Il 27 febbraio da Barcellona arrivò la notizia dell'arresto di Raffaele Amato. Stava giocando in un casinò al black jack, cercava di alleggerirsi di liquidi. I Di Lauro erano riusciti a colpire solo suo cugino Rosario bruciandogli la casa. Amato, secondo le accuse della magistratura napoletana, era il capo carismatico degli Spagnoli. Era cresciuto proprio in via Cupa dell'Arco, la strada di Paolo Di Lauro e della sua famiglia. Amato era diventato un dirigente di spessore da quando mediava sui traffici di droga e gestiva le puntate d'investimento. Secondo le accuse dei pentiti e le indagini dell'Antimafia, godeva di un credito illimitato presso i trafficanti internazionali, e riusciva a importare quintali di cocaina. Prima che i poliziotti in passamontagna lo sbattessero con la faccia per terra, Raffaele Amato aveva già avuto una battuta d'arresto: quando venne arrestato in un hotel a Casandrino insieme a un altro luogotenente del gruppo e a un grosso trafficante albanese, che si faceva aiutare negli affari da un interprete d'eccellenza, il nipote di un ministro di Tirana.

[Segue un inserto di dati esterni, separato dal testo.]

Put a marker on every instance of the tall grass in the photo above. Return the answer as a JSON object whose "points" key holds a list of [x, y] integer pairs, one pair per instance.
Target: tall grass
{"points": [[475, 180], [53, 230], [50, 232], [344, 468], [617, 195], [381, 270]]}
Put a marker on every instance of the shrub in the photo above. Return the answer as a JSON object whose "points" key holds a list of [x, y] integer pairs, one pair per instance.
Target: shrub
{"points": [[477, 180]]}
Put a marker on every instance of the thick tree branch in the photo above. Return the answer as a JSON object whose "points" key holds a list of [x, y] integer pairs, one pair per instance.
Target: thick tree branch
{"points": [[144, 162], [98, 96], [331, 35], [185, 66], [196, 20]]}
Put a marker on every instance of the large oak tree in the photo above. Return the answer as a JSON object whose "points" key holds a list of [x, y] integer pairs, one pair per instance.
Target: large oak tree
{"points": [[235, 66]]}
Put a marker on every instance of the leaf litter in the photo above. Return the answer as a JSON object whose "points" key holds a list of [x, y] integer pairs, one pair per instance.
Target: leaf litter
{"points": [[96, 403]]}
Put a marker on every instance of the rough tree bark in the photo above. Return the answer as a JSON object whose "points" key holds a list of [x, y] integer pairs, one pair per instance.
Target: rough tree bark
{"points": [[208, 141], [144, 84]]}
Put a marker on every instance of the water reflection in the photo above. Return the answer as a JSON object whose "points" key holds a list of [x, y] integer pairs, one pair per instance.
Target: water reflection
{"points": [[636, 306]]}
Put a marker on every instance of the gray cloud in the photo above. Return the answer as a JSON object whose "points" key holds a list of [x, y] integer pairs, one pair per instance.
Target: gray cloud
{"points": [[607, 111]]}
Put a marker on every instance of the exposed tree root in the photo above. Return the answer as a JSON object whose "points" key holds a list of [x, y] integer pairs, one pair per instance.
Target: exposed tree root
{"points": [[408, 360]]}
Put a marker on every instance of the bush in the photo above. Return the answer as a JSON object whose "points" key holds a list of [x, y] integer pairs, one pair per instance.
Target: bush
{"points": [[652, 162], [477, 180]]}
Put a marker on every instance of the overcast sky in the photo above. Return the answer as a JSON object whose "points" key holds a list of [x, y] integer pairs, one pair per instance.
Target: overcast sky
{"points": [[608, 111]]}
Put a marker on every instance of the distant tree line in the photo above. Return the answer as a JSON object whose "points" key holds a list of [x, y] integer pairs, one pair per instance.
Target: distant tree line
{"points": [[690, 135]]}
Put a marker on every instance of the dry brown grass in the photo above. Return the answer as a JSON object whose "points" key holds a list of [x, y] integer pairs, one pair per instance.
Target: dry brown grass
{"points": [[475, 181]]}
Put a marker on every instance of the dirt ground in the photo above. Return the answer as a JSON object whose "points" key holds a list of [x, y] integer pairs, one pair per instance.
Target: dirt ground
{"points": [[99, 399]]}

Il 5 febbraio è il turno di Angelo Romano. Il 3 marzo Davide Chiarolanza viene ammazzato a Melito. Aveva riconosciuto i killer, forse gli avevano dato persino appuntamento. È stato finito mentre tentava di scappare verso la sua macchina. Ma non è la magistratura, né la polizia e i carabinieri che riescono a bloccare la faida. Le forze dell'ordine tamponano, sottraggono braccia, ma non sembrano riuscire a fermare l'emorragia militare. Mentre la stampa insegue la cronaca nera inciampando su interpretazioni e valutazioni, un quotidiano partenopeo riesce a raggiungere la notizia di un patto tra gli Spagnoli e i Di Lauro, un patto di pace momentanea, siglato con la mediazione del clan Licciardi. Un patto voluto dagli altri clan secondiglianesi e forse anche dagli altri cartelli camorristici, i quali temevano che il silenzio decennale sul loro potere potesse essere interrotto dal conflitto. Bisognava nuovamente permettere allo spazio legale di ignorare i territori di accumulazione criminale. Il patto non è stato trascritto da qualche carismatico boss in una notte in cella. Non è stato diffuso di nascosto, ma pubblicato su un giornale, un quotidiano. In edicola, il 27 giugno 2005 è stato possibile leggerlo, comprenderlo, capirlo. Ecco i punti d'accordo pubblicati:

1) Gli scissionisti hanno preteso la restituzione degli alloggi sgomberati tra novembre e gennaio a Scampia e Secondi-gliano. Circa ottocento persone costrette dal gruppo di fuoco di Di Lauro a lasciare le case.

2) Il monopolio dei Di Lauro sul mercato della droga è spezzato. Non si torna indietro. Il territorio dovrà essere diviso in maniera equa. La provincia agli scissionisti, Napoli ai Di Lauro.